Mais paradoxalement ce n’est qu’au 21e siècle qu’a émergé cette question de protection. Car, juridiquement, il n’appartient à personne. Formellement c’est au 17e siècle avec Grotius qu’est énoncé cette liberté de circulation et d’exploitation des mers au-delà d’une zone de 3 milles – à l’époque portée des canons les plus performants – considérées comme des eaux territoriales. Aujourd’hui cette juridiction s’est enrichie : la limite des eaux territoriales a été portée à 12 milles et la zone économique exclusive (ZEE) s’étend jusqu’à 200 milles. Pour des pays voisins, c’est la ligne médiatrice par rapport au rivage qui détermine les parts respectives de chacun des pays. Ce sont dans la plupart des cas des eaux surmontant un plateau continental : à 200 mètres sous la surface la lumière du soleil disparaît, la vie se réduit et débute alors l’« océan profond ».

Il y a 1 siècle et demi les scientifiques excluaient que la vie marine soit possible à plus de 500 mètres de profondeur. Mais depuis ½ siècle, au fil des plongées profondes, chaque exploration apporte de nouvelles preuves de l’extraordinaire diversité du vivant dans l’océan profond et de la capacité des espèces à vivre dans des conditions exceptionnelles (pression, température, anoxie) : on estime désormais qu’il héberge entre 500.000 et 10 millions d'espèces. Ce rapport de 1 à 20 est cependant révélateur de l’incertitude de nos connaissance… Ce qui est cependant établi est que les écosystèmes des grands fonds jouent un rôle majeur dans le stockage durable du carbone – ils absorbent environ 30 % des émissions de CO2 générées par l'humanité – grâce au phytoplancton. Les micro-organismes y servent aussi de filtre au méthane formé par cette matière fossilisée. En utilisant comme énergie le méthane, ils transforment ce gaz à effet de serre plus puissant que le CO2 en minéraux l’empêchant ainsi de remonter à la surface.

La vie sur un « fumeur noir » (T° > 350°C ; PH < 2 ; fortes concentrations en gaz dissous : hydrogène sulfuré, méthane, gaz carbonique, pas d’oxygène)

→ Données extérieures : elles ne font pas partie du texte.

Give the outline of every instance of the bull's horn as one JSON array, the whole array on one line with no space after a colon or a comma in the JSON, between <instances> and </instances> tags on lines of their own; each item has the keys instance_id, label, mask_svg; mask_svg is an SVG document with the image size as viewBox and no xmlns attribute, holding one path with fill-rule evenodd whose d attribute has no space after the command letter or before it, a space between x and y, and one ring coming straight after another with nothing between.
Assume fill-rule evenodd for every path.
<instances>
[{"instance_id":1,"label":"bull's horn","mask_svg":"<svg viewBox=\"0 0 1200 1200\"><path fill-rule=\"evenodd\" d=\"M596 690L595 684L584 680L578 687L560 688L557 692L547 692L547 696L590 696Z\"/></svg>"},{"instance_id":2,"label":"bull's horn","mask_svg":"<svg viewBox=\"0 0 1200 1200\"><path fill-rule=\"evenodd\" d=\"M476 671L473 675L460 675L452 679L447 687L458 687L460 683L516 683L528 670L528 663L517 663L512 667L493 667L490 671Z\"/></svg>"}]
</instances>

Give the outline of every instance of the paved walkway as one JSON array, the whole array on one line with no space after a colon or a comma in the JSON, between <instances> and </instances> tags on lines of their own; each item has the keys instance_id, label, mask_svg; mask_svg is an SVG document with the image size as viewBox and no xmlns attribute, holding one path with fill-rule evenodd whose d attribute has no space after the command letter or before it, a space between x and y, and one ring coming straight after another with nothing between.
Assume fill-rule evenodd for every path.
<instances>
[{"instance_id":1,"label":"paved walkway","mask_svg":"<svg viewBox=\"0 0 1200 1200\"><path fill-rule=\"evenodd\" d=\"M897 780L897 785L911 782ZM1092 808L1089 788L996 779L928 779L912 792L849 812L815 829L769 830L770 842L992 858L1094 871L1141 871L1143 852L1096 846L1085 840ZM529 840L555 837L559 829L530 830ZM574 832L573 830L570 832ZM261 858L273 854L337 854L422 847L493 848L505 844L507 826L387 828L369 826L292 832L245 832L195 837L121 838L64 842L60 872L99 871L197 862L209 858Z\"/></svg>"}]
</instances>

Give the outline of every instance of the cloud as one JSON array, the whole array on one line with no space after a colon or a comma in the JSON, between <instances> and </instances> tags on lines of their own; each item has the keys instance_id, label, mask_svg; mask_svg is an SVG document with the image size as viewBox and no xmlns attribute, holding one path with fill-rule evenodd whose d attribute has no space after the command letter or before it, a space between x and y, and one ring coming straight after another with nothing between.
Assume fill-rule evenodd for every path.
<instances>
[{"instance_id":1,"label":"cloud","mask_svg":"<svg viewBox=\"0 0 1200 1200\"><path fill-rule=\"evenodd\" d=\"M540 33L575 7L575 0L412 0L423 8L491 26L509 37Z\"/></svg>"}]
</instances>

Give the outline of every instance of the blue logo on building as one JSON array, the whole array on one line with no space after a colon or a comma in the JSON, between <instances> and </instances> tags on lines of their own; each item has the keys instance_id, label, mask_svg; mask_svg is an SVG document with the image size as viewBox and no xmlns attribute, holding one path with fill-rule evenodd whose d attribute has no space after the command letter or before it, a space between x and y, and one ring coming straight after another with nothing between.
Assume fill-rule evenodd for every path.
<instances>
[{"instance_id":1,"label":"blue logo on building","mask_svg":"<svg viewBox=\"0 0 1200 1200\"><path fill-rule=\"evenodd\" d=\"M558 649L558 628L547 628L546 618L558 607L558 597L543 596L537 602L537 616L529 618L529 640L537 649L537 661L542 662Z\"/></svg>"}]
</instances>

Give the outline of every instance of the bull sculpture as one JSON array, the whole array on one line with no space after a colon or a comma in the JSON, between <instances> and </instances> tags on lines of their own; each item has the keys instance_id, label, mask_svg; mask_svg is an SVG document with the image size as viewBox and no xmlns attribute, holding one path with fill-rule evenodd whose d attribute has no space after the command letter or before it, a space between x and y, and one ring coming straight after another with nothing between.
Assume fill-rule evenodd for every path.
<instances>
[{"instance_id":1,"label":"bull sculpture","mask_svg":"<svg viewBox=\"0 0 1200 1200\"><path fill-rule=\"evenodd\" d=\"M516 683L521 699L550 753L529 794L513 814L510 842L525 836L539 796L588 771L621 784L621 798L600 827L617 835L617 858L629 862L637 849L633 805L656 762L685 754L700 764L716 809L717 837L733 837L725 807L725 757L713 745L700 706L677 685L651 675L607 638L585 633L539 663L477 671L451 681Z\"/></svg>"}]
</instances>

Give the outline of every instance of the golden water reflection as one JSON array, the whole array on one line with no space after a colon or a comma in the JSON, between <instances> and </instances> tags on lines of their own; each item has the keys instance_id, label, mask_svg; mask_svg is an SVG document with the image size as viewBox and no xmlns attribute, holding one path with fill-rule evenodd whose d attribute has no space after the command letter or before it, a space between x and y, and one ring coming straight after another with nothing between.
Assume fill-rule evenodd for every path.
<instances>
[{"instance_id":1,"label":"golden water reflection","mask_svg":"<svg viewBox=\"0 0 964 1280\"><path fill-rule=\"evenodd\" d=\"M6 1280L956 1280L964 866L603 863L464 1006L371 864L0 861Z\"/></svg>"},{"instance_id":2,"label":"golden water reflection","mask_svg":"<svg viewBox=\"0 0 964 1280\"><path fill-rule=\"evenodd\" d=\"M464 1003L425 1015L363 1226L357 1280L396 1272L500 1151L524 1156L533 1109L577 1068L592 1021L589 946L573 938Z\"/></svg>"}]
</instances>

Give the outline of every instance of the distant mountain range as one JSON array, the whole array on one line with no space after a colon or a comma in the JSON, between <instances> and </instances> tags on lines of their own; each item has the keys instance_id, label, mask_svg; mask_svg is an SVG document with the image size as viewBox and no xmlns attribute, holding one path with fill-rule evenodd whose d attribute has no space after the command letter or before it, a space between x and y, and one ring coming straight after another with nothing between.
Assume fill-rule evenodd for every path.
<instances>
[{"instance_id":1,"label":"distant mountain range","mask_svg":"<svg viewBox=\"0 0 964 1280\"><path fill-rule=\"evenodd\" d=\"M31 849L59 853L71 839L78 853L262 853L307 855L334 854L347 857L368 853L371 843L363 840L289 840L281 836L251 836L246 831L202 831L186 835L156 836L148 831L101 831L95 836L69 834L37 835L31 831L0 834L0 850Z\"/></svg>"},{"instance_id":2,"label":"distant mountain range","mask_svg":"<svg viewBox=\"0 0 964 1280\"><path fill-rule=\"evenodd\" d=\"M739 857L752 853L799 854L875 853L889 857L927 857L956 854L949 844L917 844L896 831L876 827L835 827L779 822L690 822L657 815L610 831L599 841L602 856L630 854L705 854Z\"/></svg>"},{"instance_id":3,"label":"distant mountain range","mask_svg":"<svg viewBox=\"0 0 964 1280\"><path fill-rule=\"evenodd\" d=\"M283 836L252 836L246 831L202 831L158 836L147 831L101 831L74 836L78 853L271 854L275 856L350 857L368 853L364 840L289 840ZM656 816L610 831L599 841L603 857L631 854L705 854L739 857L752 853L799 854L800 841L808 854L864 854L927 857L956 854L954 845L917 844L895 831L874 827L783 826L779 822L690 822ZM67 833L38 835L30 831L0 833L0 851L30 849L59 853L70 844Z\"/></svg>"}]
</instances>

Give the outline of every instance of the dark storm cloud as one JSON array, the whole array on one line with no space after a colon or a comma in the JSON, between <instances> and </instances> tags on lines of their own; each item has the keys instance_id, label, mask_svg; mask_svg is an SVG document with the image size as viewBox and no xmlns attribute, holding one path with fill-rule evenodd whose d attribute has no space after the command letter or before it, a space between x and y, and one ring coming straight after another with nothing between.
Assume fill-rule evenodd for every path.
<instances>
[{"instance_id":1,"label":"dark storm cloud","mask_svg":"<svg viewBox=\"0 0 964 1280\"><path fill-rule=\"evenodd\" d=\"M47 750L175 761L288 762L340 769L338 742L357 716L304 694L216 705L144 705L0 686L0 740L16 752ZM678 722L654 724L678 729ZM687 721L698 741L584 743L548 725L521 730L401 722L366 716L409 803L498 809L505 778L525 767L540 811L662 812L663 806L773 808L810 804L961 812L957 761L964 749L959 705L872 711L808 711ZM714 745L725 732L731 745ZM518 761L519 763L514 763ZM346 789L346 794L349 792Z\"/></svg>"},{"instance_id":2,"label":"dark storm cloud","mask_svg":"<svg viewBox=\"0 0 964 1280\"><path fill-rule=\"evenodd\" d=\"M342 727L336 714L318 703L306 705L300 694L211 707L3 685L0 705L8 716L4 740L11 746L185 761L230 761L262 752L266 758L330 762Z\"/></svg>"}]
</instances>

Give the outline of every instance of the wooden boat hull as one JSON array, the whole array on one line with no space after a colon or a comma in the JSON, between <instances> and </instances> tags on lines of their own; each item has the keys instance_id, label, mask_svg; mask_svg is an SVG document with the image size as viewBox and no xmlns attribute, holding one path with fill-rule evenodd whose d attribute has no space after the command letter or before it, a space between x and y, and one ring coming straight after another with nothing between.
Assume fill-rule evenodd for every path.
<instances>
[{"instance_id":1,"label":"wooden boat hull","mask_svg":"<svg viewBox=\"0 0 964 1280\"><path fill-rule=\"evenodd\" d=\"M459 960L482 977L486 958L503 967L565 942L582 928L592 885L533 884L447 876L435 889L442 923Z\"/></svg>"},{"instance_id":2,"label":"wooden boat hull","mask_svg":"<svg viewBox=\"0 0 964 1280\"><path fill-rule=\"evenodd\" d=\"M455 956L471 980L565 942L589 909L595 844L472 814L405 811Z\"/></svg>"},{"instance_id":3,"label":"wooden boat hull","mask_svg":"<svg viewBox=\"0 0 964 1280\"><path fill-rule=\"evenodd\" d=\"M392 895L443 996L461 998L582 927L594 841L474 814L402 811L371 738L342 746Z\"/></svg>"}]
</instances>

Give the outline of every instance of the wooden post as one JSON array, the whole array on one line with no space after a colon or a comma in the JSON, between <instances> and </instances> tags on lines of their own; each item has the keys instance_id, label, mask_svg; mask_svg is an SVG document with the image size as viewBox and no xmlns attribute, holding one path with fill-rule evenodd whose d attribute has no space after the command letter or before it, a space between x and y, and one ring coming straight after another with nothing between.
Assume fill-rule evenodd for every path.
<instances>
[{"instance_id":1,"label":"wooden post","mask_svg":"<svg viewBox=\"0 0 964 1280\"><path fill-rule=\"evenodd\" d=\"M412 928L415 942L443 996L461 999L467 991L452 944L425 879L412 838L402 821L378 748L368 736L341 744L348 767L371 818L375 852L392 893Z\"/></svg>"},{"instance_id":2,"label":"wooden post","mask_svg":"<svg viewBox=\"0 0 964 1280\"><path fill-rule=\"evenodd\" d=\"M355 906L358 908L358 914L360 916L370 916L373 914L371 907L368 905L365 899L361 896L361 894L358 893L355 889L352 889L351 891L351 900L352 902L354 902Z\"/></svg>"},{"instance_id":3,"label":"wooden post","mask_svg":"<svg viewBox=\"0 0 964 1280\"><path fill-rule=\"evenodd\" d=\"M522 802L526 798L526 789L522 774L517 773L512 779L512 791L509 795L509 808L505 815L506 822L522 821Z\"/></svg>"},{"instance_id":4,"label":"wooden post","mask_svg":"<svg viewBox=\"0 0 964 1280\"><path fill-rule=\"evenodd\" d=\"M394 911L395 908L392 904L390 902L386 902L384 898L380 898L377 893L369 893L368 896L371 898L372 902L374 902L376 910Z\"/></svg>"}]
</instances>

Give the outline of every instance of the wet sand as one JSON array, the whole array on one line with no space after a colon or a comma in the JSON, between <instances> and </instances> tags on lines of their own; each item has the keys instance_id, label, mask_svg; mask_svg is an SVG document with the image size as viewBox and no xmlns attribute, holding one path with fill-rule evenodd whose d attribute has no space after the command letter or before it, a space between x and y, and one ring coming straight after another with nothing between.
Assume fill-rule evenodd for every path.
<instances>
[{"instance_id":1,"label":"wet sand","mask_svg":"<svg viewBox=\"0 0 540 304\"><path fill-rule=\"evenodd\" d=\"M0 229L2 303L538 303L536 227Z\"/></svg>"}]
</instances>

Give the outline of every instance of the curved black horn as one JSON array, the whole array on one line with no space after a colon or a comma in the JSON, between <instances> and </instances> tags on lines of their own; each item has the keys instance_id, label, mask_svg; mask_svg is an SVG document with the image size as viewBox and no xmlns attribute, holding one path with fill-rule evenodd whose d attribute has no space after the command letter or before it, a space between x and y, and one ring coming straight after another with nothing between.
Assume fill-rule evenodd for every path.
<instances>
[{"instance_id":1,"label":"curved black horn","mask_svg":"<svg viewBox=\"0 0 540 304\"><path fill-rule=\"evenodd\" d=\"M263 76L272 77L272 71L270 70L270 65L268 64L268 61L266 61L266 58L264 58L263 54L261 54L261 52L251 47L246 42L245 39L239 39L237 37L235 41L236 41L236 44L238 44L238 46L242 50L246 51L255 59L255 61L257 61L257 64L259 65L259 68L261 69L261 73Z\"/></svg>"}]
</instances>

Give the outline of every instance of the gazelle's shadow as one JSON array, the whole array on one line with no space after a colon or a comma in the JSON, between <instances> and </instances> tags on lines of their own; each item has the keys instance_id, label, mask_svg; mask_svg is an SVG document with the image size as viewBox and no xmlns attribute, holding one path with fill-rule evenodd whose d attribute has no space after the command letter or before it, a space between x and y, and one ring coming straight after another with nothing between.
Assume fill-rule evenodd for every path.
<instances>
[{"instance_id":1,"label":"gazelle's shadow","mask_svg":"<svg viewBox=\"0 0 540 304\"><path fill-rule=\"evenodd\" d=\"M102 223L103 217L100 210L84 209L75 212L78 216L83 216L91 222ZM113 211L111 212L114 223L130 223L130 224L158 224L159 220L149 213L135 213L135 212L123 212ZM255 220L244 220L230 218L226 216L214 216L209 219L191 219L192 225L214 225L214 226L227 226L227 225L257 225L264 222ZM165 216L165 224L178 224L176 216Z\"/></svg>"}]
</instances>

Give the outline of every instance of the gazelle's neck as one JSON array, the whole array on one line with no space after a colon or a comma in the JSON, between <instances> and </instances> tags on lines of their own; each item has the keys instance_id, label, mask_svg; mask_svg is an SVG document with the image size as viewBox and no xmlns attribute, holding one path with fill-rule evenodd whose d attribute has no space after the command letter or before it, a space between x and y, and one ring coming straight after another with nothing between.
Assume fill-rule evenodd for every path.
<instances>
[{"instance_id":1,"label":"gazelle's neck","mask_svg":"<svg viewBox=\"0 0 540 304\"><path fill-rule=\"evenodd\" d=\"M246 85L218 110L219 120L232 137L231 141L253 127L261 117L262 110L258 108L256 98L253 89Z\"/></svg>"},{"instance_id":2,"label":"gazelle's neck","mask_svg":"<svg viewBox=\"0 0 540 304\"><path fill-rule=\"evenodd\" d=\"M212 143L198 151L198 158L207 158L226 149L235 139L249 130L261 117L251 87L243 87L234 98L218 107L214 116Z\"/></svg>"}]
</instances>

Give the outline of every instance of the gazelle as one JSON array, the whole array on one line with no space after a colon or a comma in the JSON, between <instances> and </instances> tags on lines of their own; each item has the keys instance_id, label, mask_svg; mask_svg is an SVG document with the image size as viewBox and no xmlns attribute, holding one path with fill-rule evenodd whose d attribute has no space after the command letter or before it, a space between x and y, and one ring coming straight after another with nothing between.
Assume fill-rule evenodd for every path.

2 - La prise de conscience de ce rôle vital de l’océan profond s’est renforcée avec les effets du changement climatique : la multiplication des émissions de CO2 liée aux activités humaines le rend à la fois plus chaud et plus acide. Des eaux de surface plus chaudes se mélangent moins bien avec les eaux profondes et réduisent l’alimentation en oxygène des profondeurs. L’augmentation de température dilatant le volume de l’océan provoque la montée de son niveau, renforcée par les apports d’eau de fusion des calottes glaciaires. Le niveau de la mer a davantage augmenté depuis 1900 qu’au cours des trois millénaires antérieurs. L’équilibre biologique en est menacé.  L’augmentation de la température de l’eau, même d’un dixième de degré tous les 10 ans dans certaines régions polaires, permet à certains crabes prédateurs d’étendre leur territoire et de décimer des espèces protégées jusqu’alors par des eaux très froides. L’émission plus intense de CO2 depuis le début de l’ère industrielle provoque son acidification et freine à terme sa capacité d’absorption. En seulement 250 ans, il est devenu 30% plus acide, ce qui fait craindre une dégradation de l’état des récifs coralliens profonds, dont dépendent de nombreuses espèces de poissons et de crustacés.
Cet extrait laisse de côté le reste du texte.